San Diego's First Matcha Café Debuts in North Park

Holy Matcha

3118 University Avenue, North Park

holymatchaa

"I love coffee, but I’d get migraines and nausea," says Geraldine Ridaura, owner of North Park’s new Holy Matcha café. "My mom said I should try matcha—and I took it a million steps further."

Those steps led her to open the city’s first matcha café, with everything from the traditional tea to modern spins like a matcha latte. The tea dates back to 12th-century China, when monks would make it as a form of meditation. It’s rich in antioxidants and the metabolism-boosting polyphenol ECGC, and is known for boosting energy without causing jitters.

After seeing the drink take off in New York, Los Angeles, and San Francisco, Ridaura saw a need in San Diego. "Matcha is all about scent, taste, and sight," she says. "I wanted to show people what matcha is and how it’s traditionally prepared."

San Diego's First Matcha Café Debuts in North Park

STEP 1: The tea starts with a scoop of dried ground tea leaves, sourced from Kyoto, Japan. Though the leaves are already powdered, sifting ensures a more velvety texture for sipping.

STEP 2: Next, she pours hot water over the sifted powder to get a paste-like consistency. Traditionally, the water should be between 178 and 182 degrees. "I like it at 186, because it gets cold quickly," she says.

San Diego's First Matcha Café Debuts in North Park

STEP 3: She then quickly whisks the mixture in the shape of the letter N—never a circle—with a bamboo whisk. "The compounds won’t activate the same way if you do it in a circular motion. I asked in Japan, and they said, ‘Always N shape!’"
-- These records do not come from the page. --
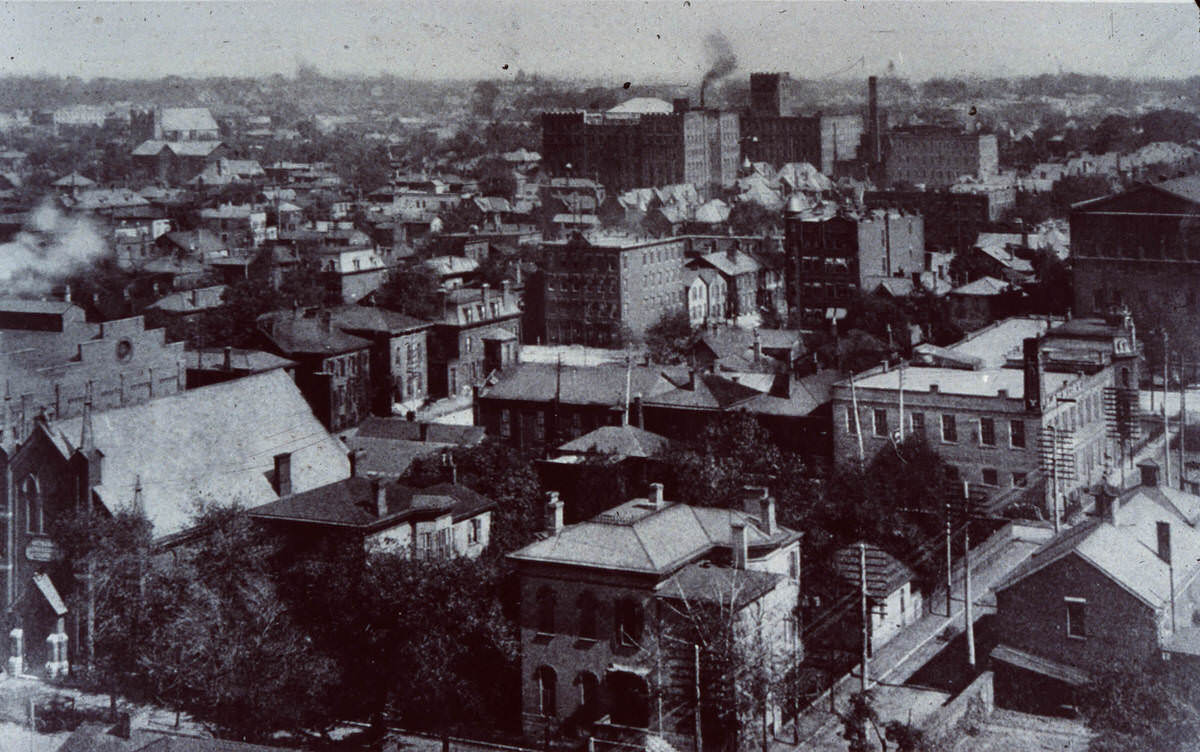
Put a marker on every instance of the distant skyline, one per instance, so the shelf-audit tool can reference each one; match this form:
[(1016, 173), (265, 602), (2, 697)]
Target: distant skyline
[(659, 41)]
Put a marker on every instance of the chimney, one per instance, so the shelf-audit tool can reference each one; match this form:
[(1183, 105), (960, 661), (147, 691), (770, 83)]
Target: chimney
[(282, 479), (381, 495), (756, 500), (1164, 541), (739, 543), (553, 513), (1149, 470), (655, 495)]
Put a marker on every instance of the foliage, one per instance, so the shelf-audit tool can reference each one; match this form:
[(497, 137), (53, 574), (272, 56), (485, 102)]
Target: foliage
[(670, 338), (503, 475), (414, 290), (1152, 708)]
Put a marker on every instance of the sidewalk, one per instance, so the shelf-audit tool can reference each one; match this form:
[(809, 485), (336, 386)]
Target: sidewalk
[(900, 657)]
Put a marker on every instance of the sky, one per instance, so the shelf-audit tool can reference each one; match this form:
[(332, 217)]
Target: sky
[(615, 40)]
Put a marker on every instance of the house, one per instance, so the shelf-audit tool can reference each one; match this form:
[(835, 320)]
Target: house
[(438, 522), (893, 600), (1121, 589), (163, 456), (399, 355), (216, 365), (334, 368), (53, 360), (539, 405), (477, 335), (603, 599)]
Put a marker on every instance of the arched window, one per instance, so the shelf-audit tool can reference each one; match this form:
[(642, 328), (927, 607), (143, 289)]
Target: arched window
[(31, 506), (546, 611), (547, 689), (587, 615), (589, 696), (628, 621)]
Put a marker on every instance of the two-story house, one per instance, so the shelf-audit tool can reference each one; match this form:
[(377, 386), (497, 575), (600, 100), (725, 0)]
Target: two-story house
[(606, 602), (1119, 589)]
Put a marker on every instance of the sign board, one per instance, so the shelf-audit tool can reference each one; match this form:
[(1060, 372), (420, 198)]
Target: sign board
[(41, 549)]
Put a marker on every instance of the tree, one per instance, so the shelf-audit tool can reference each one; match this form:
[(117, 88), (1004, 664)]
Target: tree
[(413, 290), (1153, 708), (671, 337)]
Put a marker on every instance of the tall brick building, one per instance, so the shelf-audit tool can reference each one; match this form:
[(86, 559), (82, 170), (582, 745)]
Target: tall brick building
[(1141, 248), (829, 257), (600, 289), (643, 143)]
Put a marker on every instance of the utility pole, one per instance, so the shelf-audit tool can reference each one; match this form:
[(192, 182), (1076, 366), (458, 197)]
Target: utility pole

STEP 4: Now the mixture, Holy Matcha’s ceremonial matcha tea, is ready for pouring and drinking. Ridaura describes it as "smooth with sweet tones," while her premium blend is a bit more earthy. "With premium, you can really taste the green tea."

San Diego's First Matcha Café Debuts in North Park

STEP 5: Ridaura collaborated with Coronado’s Gluten Free Pantry on a selection of baked treats for the café, including pound cake and donuts, both of which are infused—and for the donuts, topped—with matcha powder.